AI to help South West NHS spot people at risk of emergency admission

Artificial Intelligence (AI) is being introduced to GP practices across the South West to help them offer earlier support to people at risk of hospital admission.

The “Brave AI” system, which helps staff to identify vulnerable patients who may otherwise go under the radar, will be rolled out to 30 areas over the next few months.

This follows a successful pilot in care homes in Somerset which reduced resident falls by 35%, attendances to Emergency Departments by 60%, and ambulance call-outs by 8.7%.

By using an algorithm to look for patterns in registered patients’ records, the technology assesses an individual’s risk of unplanned hospital admission in the next year.

Integrated neighbourhood teams of nurses, pharmacists, therapists, health coaches, social prescribers and doctors then use the information to reach out to those in need.

They can then offer to put in place personalised support, such as setting up remote health monitors, offering apps to self-report wellbeing, or linking up with voluntary groups or classes to avoid loneliness.

The scheme identifies people who could otherwise have gone unnoticed, such as those without a major diagnosed condition or those who rarely contact their GP.

NHS England South West medical director Dr Kheelna Bavalia said: “No one likes going to hospital unexpectedly so it’s much better for everyone if we can make good plans in advance and respond quickly to changes, before emergencies happen.

“Working together as a ‘team of teams’ of health and care professionals is key to helping us support people to stay well at home for longer and ensuring our system is as efficient and effective as possible, particularly in winter when demand is high.

“It will allow our healthcare professionals to start conversations early so that people can be directly involved in discussions about their care and help healthcare professionals understand what’s important to them.”

NHS national director for transformation, Dr Vin Diwakar, said: “NHS teams around the country are constantly identifying new, innovative digital solutions to help improve patient care, and this expansion of the Brave AI system right across the South West is a significant step forward in providing vital support for those most at risk of a hospital admission.

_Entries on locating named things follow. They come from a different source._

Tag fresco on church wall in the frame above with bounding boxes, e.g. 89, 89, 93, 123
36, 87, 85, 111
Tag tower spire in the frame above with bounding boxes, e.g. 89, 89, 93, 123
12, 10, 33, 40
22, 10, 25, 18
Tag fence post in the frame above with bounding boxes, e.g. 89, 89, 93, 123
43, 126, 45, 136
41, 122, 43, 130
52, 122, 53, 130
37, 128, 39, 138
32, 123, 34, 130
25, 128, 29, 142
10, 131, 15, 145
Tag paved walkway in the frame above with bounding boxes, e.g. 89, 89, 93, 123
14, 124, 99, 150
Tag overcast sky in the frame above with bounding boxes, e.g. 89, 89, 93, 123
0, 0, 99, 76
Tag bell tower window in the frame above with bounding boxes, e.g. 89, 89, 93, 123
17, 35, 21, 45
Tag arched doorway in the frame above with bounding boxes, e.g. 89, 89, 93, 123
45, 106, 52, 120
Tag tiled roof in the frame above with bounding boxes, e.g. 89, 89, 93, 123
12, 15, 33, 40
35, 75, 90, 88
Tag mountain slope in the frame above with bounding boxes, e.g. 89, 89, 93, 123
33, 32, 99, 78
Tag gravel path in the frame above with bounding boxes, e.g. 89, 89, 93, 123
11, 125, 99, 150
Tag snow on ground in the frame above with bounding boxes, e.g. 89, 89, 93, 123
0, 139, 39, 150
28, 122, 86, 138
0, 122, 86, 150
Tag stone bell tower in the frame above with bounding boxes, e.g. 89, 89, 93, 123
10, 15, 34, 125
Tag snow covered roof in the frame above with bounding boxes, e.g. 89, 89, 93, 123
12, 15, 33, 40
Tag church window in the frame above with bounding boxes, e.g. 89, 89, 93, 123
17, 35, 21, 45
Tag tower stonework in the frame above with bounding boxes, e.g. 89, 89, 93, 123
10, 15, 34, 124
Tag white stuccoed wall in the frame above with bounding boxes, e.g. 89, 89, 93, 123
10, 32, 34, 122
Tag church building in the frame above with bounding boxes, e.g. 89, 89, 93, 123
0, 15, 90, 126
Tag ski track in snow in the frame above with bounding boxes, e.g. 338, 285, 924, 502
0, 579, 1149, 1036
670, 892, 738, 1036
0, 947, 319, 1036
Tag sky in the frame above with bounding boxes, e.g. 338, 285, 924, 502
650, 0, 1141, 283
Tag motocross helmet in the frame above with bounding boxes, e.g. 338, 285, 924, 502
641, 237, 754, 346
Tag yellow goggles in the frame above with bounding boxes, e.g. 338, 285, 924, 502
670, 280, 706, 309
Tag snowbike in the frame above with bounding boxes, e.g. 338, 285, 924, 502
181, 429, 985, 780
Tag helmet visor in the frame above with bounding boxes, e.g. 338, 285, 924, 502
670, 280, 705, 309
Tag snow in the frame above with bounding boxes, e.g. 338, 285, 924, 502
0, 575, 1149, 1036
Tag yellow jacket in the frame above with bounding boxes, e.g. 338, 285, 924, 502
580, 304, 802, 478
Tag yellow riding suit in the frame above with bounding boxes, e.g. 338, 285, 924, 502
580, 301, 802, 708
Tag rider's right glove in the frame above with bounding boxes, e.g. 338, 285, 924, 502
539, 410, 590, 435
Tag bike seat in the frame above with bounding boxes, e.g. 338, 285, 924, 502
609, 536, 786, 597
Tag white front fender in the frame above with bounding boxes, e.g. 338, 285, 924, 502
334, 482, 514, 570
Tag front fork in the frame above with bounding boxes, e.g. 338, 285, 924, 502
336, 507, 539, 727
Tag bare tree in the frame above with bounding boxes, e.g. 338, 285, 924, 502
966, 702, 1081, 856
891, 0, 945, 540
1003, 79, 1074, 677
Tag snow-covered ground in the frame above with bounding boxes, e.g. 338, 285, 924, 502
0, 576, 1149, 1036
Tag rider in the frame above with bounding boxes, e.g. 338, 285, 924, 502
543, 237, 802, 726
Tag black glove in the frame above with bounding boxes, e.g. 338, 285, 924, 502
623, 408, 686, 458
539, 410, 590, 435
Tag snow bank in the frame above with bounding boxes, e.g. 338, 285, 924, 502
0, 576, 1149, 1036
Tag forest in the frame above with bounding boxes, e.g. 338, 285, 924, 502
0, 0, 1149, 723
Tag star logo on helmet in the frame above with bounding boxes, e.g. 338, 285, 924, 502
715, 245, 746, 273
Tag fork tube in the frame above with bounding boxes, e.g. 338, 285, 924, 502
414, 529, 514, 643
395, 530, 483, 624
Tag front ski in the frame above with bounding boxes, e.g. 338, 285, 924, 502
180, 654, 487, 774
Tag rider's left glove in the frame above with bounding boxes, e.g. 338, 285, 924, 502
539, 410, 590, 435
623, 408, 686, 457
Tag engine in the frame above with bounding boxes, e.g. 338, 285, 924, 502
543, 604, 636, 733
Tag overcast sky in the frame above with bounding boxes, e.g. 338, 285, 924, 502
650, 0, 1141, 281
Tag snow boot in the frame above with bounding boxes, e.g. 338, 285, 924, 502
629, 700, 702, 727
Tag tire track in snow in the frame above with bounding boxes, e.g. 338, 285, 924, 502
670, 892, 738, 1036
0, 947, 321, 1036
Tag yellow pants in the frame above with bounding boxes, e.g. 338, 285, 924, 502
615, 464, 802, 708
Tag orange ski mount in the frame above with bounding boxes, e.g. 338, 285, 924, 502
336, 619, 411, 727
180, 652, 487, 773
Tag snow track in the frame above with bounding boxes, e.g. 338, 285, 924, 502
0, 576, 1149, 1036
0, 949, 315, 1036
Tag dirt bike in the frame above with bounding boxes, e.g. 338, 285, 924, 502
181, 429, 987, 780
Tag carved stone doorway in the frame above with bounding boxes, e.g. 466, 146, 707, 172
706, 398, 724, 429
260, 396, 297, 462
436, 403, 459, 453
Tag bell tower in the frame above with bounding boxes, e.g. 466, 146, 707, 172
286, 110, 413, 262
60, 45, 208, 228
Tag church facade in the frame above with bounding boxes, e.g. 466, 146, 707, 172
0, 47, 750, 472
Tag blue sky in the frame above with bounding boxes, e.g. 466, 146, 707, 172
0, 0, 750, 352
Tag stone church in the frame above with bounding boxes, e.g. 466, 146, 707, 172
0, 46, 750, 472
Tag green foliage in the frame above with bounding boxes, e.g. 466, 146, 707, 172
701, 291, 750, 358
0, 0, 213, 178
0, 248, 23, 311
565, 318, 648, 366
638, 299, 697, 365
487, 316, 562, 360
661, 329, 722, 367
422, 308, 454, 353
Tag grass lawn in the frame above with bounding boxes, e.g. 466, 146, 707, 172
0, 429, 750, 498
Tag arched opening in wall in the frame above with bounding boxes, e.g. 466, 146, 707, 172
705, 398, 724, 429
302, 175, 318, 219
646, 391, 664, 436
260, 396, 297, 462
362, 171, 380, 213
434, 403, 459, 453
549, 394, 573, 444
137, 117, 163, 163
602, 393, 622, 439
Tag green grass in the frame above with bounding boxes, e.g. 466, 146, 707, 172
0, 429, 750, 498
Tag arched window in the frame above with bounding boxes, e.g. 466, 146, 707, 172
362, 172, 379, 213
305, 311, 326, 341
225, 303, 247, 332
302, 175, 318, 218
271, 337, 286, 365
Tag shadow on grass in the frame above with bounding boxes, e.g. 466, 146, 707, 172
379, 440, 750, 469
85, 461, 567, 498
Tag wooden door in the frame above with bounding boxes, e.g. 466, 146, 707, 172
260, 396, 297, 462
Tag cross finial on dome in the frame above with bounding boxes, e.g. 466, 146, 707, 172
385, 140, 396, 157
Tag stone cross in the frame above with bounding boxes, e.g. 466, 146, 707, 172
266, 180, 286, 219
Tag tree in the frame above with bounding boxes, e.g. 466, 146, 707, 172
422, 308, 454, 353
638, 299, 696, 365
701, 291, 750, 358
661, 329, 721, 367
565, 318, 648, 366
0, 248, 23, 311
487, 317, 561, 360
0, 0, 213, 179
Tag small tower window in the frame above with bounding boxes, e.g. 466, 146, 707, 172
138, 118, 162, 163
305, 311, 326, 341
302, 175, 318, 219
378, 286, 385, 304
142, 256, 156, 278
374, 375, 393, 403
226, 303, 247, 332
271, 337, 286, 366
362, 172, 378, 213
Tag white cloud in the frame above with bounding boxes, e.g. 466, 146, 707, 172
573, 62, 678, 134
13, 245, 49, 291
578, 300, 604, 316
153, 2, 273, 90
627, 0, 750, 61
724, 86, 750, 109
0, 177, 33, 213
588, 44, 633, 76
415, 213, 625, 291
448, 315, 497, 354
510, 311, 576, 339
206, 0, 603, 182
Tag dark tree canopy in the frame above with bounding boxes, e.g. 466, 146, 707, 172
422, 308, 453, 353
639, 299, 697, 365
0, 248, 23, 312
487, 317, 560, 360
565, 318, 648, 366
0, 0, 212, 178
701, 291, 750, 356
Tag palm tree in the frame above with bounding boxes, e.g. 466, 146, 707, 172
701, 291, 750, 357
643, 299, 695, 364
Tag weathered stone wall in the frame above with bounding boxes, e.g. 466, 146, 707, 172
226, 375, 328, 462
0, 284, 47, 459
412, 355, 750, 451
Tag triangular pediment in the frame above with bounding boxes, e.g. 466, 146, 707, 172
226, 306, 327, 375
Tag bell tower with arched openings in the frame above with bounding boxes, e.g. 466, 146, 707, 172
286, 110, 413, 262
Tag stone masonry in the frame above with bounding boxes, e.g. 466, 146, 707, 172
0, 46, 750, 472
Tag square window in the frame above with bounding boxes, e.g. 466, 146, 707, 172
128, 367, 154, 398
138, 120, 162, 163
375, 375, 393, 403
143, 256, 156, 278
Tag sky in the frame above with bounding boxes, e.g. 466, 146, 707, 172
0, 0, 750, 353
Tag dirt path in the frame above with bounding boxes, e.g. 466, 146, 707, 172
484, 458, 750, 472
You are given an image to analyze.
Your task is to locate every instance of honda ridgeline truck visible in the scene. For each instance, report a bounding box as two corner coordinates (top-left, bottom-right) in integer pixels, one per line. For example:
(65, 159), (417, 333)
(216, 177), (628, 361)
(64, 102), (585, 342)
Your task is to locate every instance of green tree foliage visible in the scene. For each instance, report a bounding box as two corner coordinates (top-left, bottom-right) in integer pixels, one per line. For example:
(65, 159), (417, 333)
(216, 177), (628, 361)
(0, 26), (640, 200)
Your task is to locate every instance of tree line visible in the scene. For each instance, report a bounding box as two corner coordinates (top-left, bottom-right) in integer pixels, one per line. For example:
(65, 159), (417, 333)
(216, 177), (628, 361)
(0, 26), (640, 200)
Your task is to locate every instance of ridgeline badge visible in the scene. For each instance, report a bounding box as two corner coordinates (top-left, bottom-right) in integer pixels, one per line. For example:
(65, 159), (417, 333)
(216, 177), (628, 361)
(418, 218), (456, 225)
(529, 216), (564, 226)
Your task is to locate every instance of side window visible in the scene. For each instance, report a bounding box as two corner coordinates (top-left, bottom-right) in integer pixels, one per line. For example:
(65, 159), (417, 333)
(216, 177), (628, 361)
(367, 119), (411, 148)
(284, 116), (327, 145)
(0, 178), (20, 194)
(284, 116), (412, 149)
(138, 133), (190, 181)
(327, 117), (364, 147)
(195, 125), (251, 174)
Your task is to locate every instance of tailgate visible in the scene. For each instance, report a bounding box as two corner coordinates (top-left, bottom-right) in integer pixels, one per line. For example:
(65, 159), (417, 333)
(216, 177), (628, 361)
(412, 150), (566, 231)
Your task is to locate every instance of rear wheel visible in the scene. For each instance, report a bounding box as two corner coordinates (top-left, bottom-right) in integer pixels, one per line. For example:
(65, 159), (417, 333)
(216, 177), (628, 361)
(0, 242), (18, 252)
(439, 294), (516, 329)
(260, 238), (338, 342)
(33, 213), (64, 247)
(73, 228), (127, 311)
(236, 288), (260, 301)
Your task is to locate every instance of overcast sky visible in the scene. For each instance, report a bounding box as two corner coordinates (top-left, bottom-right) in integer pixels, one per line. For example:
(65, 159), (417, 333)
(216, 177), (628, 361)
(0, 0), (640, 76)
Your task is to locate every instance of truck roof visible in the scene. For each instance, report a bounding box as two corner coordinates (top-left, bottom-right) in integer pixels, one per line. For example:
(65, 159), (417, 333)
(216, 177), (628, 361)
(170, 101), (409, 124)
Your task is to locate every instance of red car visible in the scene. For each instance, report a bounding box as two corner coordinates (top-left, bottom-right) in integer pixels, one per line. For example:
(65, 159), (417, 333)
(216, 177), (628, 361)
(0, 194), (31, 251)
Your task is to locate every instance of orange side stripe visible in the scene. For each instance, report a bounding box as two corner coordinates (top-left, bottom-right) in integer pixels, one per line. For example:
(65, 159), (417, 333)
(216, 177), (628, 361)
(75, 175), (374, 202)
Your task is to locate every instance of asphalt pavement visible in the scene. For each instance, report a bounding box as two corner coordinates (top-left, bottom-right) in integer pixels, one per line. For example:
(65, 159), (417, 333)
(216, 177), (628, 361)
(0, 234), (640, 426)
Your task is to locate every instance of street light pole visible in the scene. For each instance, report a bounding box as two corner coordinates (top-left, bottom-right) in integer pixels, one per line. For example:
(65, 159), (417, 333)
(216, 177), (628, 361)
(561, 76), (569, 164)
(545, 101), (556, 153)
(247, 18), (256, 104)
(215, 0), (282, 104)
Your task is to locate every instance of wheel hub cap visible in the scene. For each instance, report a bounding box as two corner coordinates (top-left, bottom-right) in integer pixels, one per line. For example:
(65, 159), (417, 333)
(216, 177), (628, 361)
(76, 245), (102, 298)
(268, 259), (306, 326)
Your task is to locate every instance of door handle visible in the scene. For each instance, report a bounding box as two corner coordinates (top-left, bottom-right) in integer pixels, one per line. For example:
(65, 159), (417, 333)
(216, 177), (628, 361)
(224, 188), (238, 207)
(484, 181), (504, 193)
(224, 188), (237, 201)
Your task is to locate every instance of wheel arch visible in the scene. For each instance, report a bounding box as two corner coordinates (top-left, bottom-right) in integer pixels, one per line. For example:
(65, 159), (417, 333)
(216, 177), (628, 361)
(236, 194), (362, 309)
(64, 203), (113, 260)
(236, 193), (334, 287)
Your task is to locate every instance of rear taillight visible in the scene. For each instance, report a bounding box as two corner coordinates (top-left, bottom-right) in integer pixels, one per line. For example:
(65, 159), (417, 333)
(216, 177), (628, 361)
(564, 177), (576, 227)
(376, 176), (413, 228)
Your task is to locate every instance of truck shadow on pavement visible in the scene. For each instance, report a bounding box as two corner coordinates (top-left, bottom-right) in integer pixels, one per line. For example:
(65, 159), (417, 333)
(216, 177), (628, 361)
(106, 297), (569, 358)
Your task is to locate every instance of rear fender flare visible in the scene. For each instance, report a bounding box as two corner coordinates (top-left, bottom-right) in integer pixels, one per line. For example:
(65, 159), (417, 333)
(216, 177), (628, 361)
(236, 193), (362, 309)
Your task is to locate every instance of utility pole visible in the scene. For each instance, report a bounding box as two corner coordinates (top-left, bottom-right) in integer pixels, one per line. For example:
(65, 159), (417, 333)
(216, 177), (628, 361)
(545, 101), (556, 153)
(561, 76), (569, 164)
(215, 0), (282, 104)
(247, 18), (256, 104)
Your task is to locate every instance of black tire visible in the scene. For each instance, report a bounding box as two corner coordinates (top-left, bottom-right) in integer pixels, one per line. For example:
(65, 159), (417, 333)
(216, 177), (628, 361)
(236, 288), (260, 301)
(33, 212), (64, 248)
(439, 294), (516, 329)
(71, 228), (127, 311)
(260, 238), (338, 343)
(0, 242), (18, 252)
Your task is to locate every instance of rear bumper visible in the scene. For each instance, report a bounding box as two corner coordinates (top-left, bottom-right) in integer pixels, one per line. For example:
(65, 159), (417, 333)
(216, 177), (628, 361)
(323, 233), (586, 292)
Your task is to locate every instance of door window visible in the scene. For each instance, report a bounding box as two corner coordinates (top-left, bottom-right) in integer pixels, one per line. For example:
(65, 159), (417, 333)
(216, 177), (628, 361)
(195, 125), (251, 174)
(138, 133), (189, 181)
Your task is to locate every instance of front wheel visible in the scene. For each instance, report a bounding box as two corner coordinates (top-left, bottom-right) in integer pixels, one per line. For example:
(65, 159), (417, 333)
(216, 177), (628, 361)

“These measures not only keep some of the most vulnerable patients out of hospital but encourage conversations with patients who might not otherwise contact their GP, spotting health conditions that might otherwise go unnoticed and boosting our ability to intervene early when conditions are easier to treat.”

“The latest figures show that hospitals are already under considerable pressure as we enter December, with 1,200 more patients in hospital than the same time last year and the re-emergence of winter viruses, so it is vital that we maximise the use of these kinds of tools to cut admissions where we can, while the public play their part by getting their jabs if eligible and using 111 for any non-emergency conditions.”

The new contract, awarded to Bering Limited through NHS England’s South West Digital Neighbourhoods programme, aims to make the South West the most digitally enabled region in England.

The system will now be expanded to 30 further groups of GP practices in Gloucestershire, Wiltshire, Somerset, North Somerset, Dorset, Devon and Cornwall.

Following evaluation the aim is to then roll-out the scheme across all areas of the region.

Dr Ignat Drozdov, managing director, Bering Limited which will be supplying the digital tool, added: “We are delighted to be supporting healthcare professionals in the South West with our innovative technology.

“By helping health and care providers to identify the people at greatest risk of going to hospital, the focus can shift to prevention rather than cure, supporting proactive conversations, and ensuring that care and treatment can be planned in advance.”

Kyle Hepburn, clinical director and lead clinical pharmacist, North Sedgemoor Primary Care Network commented: “Brave AI has been invaluable to us in proactively supporting our patients. With it, we can prioritise prevention to make meaningful impacts on a patient’s journey and prevent unplanned hospital admissions.

“It is a powerful tool that allows us to focus our clinical teams, so we can allocate the right person, at the right time, with the right intervention; helping us to use the broad skillset within the team and allowing GPs to focus on patients with more complex health needs.

“What’s more, it’s able to show our interventions have a real impact on reducing hospital admissions, A&E attendances and falls. It supports conversations with patients about what matters to them, before they end up in hospital and about their quality of life, because we are able to support ahead of time.

“It has been a real game changer for our team, but also more importantly, for the people we serve.”

Primary Care Networks (PCNs) are groups of GP practices working with community, mental health, social care, pharmacy, hospital and voluntary services in their local areas.

As part of its Brave AI pilot in primary care, NHS Somerset worked with the North Sedgemoor Primary Care Network (PCN) to put together a clinical primary care team with differing skills sets including pharmacists, GP’s, occupational therapists and nurses. They looked at data from over 500 care home residents across 35 care homes and tracked their health and care across 18 months.

The team found that by using the Brave AI tool and working together as an integrated team they were able to provide proactive care to patients in this cohort which has led to;

  1. A 60% reduction in attendance at hospital A&E departments
  2. A 35% reduction in falls (which often lead to ambulance call outs and hospitalisation)
  3. An 8.7% reduction in ambulance call outs.